I have mixed feelings about the overreaching plot of this one. I remain uncertain as to whether or not a novel about distances being bridged ending with the acknowledgement that, sometimes, a distance can't be bridged is antithetical or not. In the end, I don't think it is- some distances can't be bridged- especially not if all parties aren't willing to try.

Anyway clearly I really liked this book and it made me be very philosophical which, again, is how I like my speculative fiction. (I like being a bit philosophical about things because I'm a dork. That's pretty much the entire reason.) I feel like this is less a book I want to review and more one I want to talk about at length on very specific, sometimes spoiler-y, points. So that might be a thing I do.



A Closed and Common Orbit by Becky Chambers
7/10

The indirect sequel to The Long Way to a Small Angry Planet, this novel maintains the quiet, contemplative theme, this time with more AIs! I like a good AI story. This one felt a little slower for me, although I actually tore through it a lot faster (due in part to it being the book was reading on the last day of the Bout of Books read-a-thon). I still quite enjoyed it though.

Both of these books were good and contained so many elements that I like, and I did like really like the reading experience. They just somehow didn't work the mysterious alchemy that transforms a book that I like and recognise that I like into a book that's is UTTERLY MY FAVOURITE. I think that's more me than the book, though, and it was overall quite good.





Arabella of Mars by David D. Levine
7/10

This was an interesting one because it's such an exercise in suspension of disbelief. It imagines outer space as something truly different from what we now know space to be. This is one girl's journey through space-as-would-be-imagined-by-a-contemporary-of-Jules-Verne, with heavy shades of Jane Austen. The space between planets is traversed by flying ships. This first book in a planned trilogy introduces the reader to Arabella Ashby, regency lady raised on a Martian homestead and removed to Earth in the face of her mother's fears that Arabella is growing up far too wild and unladylike for polite society. After her father's unexpected death, a homesick Arabella finds herself marooned on Earth, betrayed by a cousin who is after the family fortune- with Arabella's brother (still on Mars) the only barrier. So naturally Arabella dresses up as a boy, signs up as cabin boy on the quickest Mars-bound ship she can, and sets of to beat the treacherous cousin there.

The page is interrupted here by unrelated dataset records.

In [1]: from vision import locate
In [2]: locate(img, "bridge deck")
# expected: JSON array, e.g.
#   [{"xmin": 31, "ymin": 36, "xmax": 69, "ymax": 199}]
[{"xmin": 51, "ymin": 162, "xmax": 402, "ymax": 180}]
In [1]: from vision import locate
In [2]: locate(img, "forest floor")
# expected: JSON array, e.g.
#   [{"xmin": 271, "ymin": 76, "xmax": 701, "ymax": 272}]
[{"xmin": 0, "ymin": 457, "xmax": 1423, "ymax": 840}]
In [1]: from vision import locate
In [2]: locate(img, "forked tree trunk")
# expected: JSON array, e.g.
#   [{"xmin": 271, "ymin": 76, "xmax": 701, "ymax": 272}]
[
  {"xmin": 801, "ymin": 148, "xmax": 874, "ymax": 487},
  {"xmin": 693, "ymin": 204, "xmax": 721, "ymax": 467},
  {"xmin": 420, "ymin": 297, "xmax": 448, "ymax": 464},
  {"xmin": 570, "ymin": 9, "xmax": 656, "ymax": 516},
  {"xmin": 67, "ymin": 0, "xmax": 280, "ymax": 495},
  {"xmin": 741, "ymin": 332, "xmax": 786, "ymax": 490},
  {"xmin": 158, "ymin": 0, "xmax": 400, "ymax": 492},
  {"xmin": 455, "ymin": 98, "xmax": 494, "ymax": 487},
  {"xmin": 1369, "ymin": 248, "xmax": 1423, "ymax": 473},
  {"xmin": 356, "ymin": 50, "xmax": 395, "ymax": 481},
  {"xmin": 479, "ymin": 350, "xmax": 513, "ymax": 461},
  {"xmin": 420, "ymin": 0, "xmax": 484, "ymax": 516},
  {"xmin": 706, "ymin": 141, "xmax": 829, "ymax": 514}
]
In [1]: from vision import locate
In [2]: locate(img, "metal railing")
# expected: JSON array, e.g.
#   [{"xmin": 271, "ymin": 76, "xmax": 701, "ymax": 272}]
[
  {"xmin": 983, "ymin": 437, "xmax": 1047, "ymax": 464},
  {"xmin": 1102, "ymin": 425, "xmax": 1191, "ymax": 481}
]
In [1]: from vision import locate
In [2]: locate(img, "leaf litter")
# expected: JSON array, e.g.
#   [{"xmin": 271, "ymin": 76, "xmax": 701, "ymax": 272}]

I had a fun reading this one, it was a pretty novel concept for me. So I really enjoyed the visuals of the story (flying ships! That moved between planets! Regency aesthetics!), and I quite liked the character of Arabella. There were bits that felt really period-accurate (despite the space-travel). The gender politics, weird thing where any person from India an English person met outside India was secretly royalty (seriously this just seems to be a thing with a certain sort of novel written in the 19th-20th century), and the blithe approach the English took to colonising another planet that already HAD inhabitants- which we know they took to just showing up in other countries and acting like they owned the place in our less inter-planetary world (although they seem to have treated the martians slightly better on the whole than the English treated people Indigenous to the countries they colonized here on Earth... which is a sad statement given how the English treat the Martians in this book... I'm digressing. Colonial politics is not for a mini-review, Kelly). Anyway. It felt like it was something that could have been written at the time, albeit with some decidedly more modern quirks in writing style and characterisation. I'm hoping to get my hands on the sequel soon (the library where I work has it so... soon... hopefully).